When PING released the G15 iron in 2009, it was touted as a game-improvement model for amateurs that were looking for additional forgiveness and offset in a slightly larger profile.

Apparently K.J. Choi never got the memo, because he showed up to Augusta National with a set in his bag. While a majority of pros use irons that have a small profile, very little offset and a thin sole, Choi has consistently gone against the grain and used irons that have a thicker sole and offer additional forgiveness and yards in a beefier package.

Choi used the same set of G15 irons during the 2011 season -- the same year he won THE PLAYERS -- and went back to due to the comfort level and success he had with the sticks in the past.

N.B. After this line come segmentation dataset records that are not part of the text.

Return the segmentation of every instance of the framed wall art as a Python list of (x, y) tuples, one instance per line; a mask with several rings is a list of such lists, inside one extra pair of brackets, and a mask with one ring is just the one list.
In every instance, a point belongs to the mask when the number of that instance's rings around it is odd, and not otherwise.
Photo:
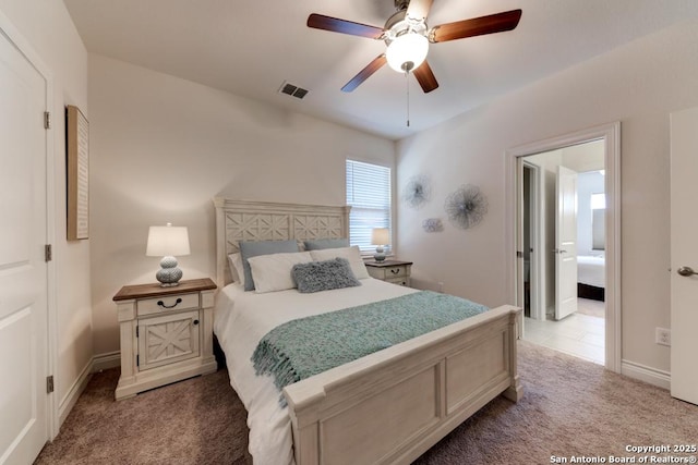
[(89, 123), (77, 107), (65, 108), (68, 240), (89, 238)]

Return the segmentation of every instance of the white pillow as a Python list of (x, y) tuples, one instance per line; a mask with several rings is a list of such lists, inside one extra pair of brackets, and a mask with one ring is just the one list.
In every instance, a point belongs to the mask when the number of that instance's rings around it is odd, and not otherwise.
[(354, 245), (352, 247), (310, 250), (310, 255), (315, 261), (332, 260), (333, 258), (337, 257), (346, 258), (347, 260), (349, 260), (351, 271), (353, 271), (353, 274), (357, 277), (357, 279), (369, 278), (369, 271), (366, 270), (366, 266), (363, 264), (363, 258), (361, 258), (361, 250), (359, 249), (358, 245)]
[(293, 265), (313, 261), (309, 252), (293, 252), (250, 257), (254, 292), (285, 291), (297, 286), (291, 274)]
[(230, 276), (232, 277), (232, 282), (240, 283), (244, 285), (244, 271), (242, 269), (242, 255), (238, 252), (237, 254), (228, 255), (228, 267), (230, 268)]

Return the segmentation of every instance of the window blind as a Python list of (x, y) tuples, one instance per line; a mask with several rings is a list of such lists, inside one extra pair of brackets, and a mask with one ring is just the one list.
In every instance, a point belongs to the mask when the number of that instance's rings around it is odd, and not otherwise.
[[(392, 234), (390, 169), (378, 164), (347, 160), (347, 205), (349, 238), (361, 252), (372, 253), (377, 244), (371, 244), (374, 228), (387, 228)], [(388, 244), (382, 244), (388, 245)]]

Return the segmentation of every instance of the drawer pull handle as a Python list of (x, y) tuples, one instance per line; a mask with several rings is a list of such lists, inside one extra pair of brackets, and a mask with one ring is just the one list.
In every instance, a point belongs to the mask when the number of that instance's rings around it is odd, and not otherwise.
[(159, 305), (160, 307), (164, 307), (164, 308), (174, 308), (174, 307), (177, 307), (177, 304), (181, 304), (181, 303), (182, 303), (182, 299), (179, 298), (179, 297), (177, 298), (177, 301), (174, 301), (174, 304), (169, 305), (169, 306), (165, 305), (165, 302), (163, 302), (163, 301), (157, 301), (157, 305)]

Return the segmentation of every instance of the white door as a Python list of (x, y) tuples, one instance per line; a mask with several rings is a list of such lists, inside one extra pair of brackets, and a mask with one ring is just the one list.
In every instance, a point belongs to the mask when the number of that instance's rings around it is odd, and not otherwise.
[(1, 26), (0, 463), (29, 464), (48, 439), (47, 83)]
[(577, 311), (577, 172), (557, 167), (555, 319)]
[(698, 404), (698, 108), (672, 113), (671, 144), (672, 395)]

Stricker goes back to old shafts: Steve Stricker switched to Titleist's 714 AP2 irons last week at the Shell Houston Open. He also added a new set of True Temper Project X 6.5 shafts, noting that he liked the kick the shafts provided.

One week later at the Masters, Stricker made an adjustment to the irons and returned to his KBS C-Taper (S+ flex) shafts.

"[I] didn't really feel all that comfortable with them," Stricker said, "so kind of went with some — I had to go back and redo the shafts and get my old set of shafts back in there."

Stricker finished T-31, hitting 51.39 percent of his greens in regulation.

Scott adds Vokey SM5 wedges: Adam Scott continued his recent trend of putting new equipment in play the week of the Masters.

During last year's dramatic win, Scott added Titleist's 913D3 driver. This year it was two Titleist Vokey SM5 wedges — a 48-degree F Grind with 8 degrees of bounce, and a 54-degree with 10 degrees of bounce. Instead of upgrading the lob wedge as well, Scott opted to stick with his trusty 60-degree Vokey TVD K Grind.

Louis Oosthuizen tinkers with putter loft: Tinkering with wedge bounce for Augusta National's firm turf is a fairly common equipment tweak. One that's less common is adjusting putter loft — something Louis Oosthuizen did to his PING Ketsch flatstick.

It's no secret that the greens at Augusta are lightning fast, so players want the ball to roll true off the putter face. The South African noticed the ball was bouncing a bit on long putts, so he reduced the loft on his putter to 2 degrees due to the speed of the greens.

By decreasing the loft on his putter, Oosthuizen was able to get the ball rolling sooner and reduce the chances of it skidding along the way.

Milled putter for Justin Rose: Justin Rose used a custom TaylorMade White Smoke DA-62 putter that was delivered to the 2013 U.S. Open winner the week of the Arnold Palmer Invitational.

Rose had been using an all-black Spider Blade with a True Roll insert but said the milled face gave him more feedback on mishits.

Divots: Graeme McDowell was spotted using a Callaway FT Optiforce driver. The former U.S. Open winner was a Callaway Golf staffer until 2010, when departed to join Cleveland/Srixon Golf. ... Par-3 Contest winner Ryan Moore switched to a 35-inch Odyssey Metal-X Milled putter (loft 2.5 degrees; lie angle: 70 degrees) after testing it in the run-up to the tournament.